En 1927, écrit René Lafon, P. Dubalen mentionne de nouveau « la cotte de maille renfermant sur feuille d’argent l’inscription (…) [ces] bijoux exceptionnellement précieux indiquent bien la richesse d’un chef puissant (c’est nous qui soulignons). Le dessin qu’il donne [Dubalen] de l’inscription — il ne dit rien du petit fragment — comprend sur la droite, un caractère (incomplet) de plus que le dessin publié dans la REA [en 1914] (…) Les quatre premiers caractères sont a.n.ba.i ; le cinquième semble être l et non ca. Quant au dernier, un cercle de tracé irrégulier, il peut représenter r (cf. inscr. n° 45 de Gómez-Moreno) ou cu ou gu (variante sans point central). On peut donc lire ce mot anPailCu, ou anPaicar, ou anPaiCaCu » (Lafon, 1956 : 7).

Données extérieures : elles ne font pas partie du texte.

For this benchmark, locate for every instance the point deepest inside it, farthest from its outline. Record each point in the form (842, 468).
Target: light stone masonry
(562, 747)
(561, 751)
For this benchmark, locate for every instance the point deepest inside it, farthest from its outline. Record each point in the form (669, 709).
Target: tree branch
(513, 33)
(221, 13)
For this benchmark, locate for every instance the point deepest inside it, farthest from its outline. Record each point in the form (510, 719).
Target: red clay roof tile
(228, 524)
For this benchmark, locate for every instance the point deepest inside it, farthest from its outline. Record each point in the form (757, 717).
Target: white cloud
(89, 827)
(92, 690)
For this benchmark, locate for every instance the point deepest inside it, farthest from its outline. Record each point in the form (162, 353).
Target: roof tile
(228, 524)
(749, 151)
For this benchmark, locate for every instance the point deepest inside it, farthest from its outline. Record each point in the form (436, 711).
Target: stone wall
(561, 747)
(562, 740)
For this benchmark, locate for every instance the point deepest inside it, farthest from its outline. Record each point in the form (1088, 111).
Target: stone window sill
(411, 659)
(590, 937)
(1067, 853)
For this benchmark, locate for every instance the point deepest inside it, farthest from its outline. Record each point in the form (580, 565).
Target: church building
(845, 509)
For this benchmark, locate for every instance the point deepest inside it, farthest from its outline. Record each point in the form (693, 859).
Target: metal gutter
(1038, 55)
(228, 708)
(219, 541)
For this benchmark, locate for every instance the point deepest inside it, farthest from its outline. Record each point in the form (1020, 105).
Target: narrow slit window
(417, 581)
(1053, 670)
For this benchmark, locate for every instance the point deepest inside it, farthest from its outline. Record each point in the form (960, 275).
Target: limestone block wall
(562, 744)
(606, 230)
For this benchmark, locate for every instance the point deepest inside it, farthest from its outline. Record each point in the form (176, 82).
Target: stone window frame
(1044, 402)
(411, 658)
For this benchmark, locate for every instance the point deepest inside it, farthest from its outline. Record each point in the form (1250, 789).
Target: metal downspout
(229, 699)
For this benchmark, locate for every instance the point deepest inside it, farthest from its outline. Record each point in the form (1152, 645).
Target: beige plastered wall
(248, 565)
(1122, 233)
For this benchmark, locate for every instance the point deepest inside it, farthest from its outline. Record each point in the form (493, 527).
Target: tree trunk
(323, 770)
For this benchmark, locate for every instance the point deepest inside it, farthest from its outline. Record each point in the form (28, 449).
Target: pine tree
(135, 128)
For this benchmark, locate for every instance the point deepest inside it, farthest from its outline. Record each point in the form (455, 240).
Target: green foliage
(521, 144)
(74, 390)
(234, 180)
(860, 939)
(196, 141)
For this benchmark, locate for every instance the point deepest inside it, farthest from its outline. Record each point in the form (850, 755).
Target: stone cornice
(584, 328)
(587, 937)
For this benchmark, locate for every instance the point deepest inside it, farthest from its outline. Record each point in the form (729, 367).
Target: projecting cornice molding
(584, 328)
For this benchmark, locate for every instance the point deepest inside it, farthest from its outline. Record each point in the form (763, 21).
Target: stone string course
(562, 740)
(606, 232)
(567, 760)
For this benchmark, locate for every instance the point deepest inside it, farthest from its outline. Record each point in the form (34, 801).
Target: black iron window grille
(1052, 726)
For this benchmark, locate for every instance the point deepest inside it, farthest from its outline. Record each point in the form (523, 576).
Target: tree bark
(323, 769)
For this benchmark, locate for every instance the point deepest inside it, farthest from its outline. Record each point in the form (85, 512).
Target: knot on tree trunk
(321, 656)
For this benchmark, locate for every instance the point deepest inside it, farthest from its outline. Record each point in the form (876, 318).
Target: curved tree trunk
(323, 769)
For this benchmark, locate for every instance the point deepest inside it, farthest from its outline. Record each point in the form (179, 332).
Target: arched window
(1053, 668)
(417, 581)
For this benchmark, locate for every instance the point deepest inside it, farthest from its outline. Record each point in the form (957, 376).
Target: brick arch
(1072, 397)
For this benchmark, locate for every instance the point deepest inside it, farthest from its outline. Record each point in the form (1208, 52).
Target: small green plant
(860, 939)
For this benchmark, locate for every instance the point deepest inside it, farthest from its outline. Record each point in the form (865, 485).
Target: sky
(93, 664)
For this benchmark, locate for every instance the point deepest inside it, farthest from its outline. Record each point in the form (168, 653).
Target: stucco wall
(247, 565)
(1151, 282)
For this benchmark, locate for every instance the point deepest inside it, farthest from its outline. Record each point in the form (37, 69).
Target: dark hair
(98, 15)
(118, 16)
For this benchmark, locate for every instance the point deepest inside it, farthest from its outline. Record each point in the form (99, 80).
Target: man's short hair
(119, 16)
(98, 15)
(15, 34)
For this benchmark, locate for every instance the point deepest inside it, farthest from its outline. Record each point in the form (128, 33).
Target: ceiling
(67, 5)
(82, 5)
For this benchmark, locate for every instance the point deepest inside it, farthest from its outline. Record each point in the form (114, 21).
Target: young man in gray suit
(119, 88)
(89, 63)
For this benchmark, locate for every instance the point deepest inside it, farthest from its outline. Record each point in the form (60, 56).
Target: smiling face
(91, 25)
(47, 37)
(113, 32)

L’éminent bascologue signalait que l’inscription découverte et décrite par Dubalen « provient du tertre sépulcral d’Aubagnan (tumulus III du hallstattien prolongé). Elle est ignorée de beaucoup de spécialistes des langues écrites en caractères ibères (c'est nous qui soulignons). Le mot — ou partie de mot ? — qui la compose ne figure pas dans le précieux lexique publié par M. Antonio Tovar en 1951, Léxico de las inscripciones ibéricas (celtibérico e ibérico) » (Lafon, 1956 : 6).

 

René Lafon avait par la suite analysé cette inscription ainsi que celle qu’il avait découverte en compagnie de Maurice Prat. Il concluait à propos de la première, c’est-à-dire AnBil (cf. le nom et patronyme basques Enbil) la lecture du dernier signe n’étant pas assurée :

 

« S’il faut lire anPailCu et si ce mot figure vraiment sur un équipement de guerre, on pourrait penser au mot basque abail, abaila, « fronde », dont il existe une variante angaila en guipuzcoan de Tolosa. Mais dans abail il n’y a pas d’n, et rien ne permet d’affirmer que angaila provient d’une forme plus ancienne *anbaila. De plus, l’élément -Cu reste inexpliqué. Si le 5e caractère doit être lu Ca et le 6e r, la fin, anPaiCar, est identique au mot PaiCar, qui figure deux fois dans une inscription ibère de quatre mots trouvée à Tivissa, à une cinquantaine de kilomètres à l’ouest de Tarragone. On ignore ce qu’il signifie » (Lafon, 1956 : 9-10).

 

La seconde inscription découverte en 1956 se lit, d’après René Lafon, PeTiTeen.

 

L’auteur concluait : « Il est donc probable que les deux inscriptions trouvées à Aubagnan sont en langue ibère ». Il ajoutait : « Si elles sont, comme je le pense, en langue ibère, elles confirment sans doute que des objets ibères ont pénétré en Aquitaine » (Lafon, 1956 : 10).

 

Autrement dit, ces découvertes semblent laisser supposer que les Aquitains entretenaient, à un degré qui nous échappe, des contacts avec les Ibères du Levant espagnol ou bien, plus simplement, dans l’hypothèse où il se fût agi d’objets aquitaniques d’origine autochtone, ce qui est plausible que les Aquitains étaient étroitement apparentés aux Ibères. Ce n’est pas, toutefois, l’avis de Joaquín Gorrochategui :

 

« Los textos en escritura ibérica [en Aquitaine] constituyen un testimonio aislado dentro del conjunto de documentos epigráficos atestiguados y podemos afirmar (c’est nous qui soulignons) que se trata de textos escritos en objetos importados y por ello ajenos totalmente al ámbito cultural y lingüístico aquitano » (Gorrochategui, 1984 : 50, § 3.2.1).

 

Dispose-t-on de preuves permettant d’étayer ce type d'affirmations ?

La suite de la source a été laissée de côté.